In a competitive landscape where your business’ goal is to grow, grow, grow your focus is on your hot ticket items, the fast-movers. In order to have room for your fast-movers and operate at your highest productivity, it is integral that you identify and manage slow-movers. Inventory is intrinsic to your business and exemplary inventory management is a key growth strategy.

In a competitive landscape where your business’ goal is to grow, grow, grow your focus is on your hot ticket items, the fast-movers.

Here are 5 Ways to Identify Moving Inventory:

1. Inventory Turnover in Moving Products

Inventory Turnover Ratio = Cost of Goods Sold / (Beginning Inventory + Ending Inventory)/2

A high turnover rate means your business is selling products as quickly as they come in and a low turnover rate means that product is much slower to move off the shelves. If you’re experiencing low turnover rate you could be ordering too much of a product, resulting in slow moving inventory and operational inefficiencies.

2. Average Days To Sell Product Inventory

Average days to sell will vary from business to business and product to product. A general rule of thumb is that an item is considered slow-moving if it has had less than four to six months of demand.

For a more accurate calculation, you can implement forecasting tools. This is particularly critical for those items that operate at different life cycles than your mean moving inventory turnover. If items cannot be accurately forecasted and there is variance in shelf life, you are experiencing slow moving inventory.

3. Holding Costs in Inventory Management

This is the cost a business incurs from storing inventory. This could include the cost of storage, depreciation, staffing, maintenance, insurance, security, and the overall cost of capital for the business.

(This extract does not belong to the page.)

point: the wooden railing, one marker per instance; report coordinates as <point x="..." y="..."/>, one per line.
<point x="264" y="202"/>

Holding costs may seem trivial at first glance but can accrue into massive losses. A slow-mover doesn’t just hurt sales but creates costly operational inefficiencies when moving products.

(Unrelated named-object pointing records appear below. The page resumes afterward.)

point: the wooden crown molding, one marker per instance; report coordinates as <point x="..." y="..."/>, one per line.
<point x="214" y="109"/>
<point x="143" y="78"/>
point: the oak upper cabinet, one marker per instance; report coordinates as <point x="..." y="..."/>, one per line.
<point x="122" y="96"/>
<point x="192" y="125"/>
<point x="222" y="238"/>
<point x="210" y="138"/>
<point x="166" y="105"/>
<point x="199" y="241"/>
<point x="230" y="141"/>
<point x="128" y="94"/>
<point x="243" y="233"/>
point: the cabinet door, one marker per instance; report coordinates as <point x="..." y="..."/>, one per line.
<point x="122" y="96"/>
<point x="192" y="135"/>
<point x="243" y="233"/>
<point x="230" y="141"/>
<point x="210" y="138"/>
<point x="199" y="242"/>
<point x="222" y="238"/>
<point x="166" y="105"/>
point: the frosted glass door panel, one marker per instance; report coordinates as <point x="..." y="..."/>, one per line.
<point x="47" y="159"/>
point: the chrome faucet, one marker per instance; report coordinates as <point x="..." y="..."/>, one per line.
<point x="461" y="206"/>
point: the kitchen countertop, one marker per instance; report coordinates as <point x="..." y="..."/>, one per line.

4. Determine Gross Profit for Moving Inventory

Once all the costs have been attributed to the item, determine its current gross profit. This is simply the price of a product minus the cost to make, hold, and sell that good. When you are identifying slow moving inventory as you are tracking inventory, it’s important to see how the costs affect the selling price and what that does to customer demand.

5. Forecasting Moving Products

Using short-term and long-term historical data will help you discover patterns in your inventory. Whether it be seasonal, promotional, or overall trends, you can compare inventory turnover rates against customer demand upswings and plateaus. What may seem like minute changes at the time, may need management attention in a longer-term context. Knowing your item’s gross profit, its product inventory costs, and seasonality fluxes will help you identify which inventory is slow moving inventory and empower you to make informed inventory decisions.

46% of SMBs either don’t track inventory or use a manual method.

A shocking number of SMBs are losing sales due to a mismanaged product inventory, which can make or break a business. With a comprehensive inventory system, you can not only identify slow moving inventory but control business costs and enable significant business efficiencies.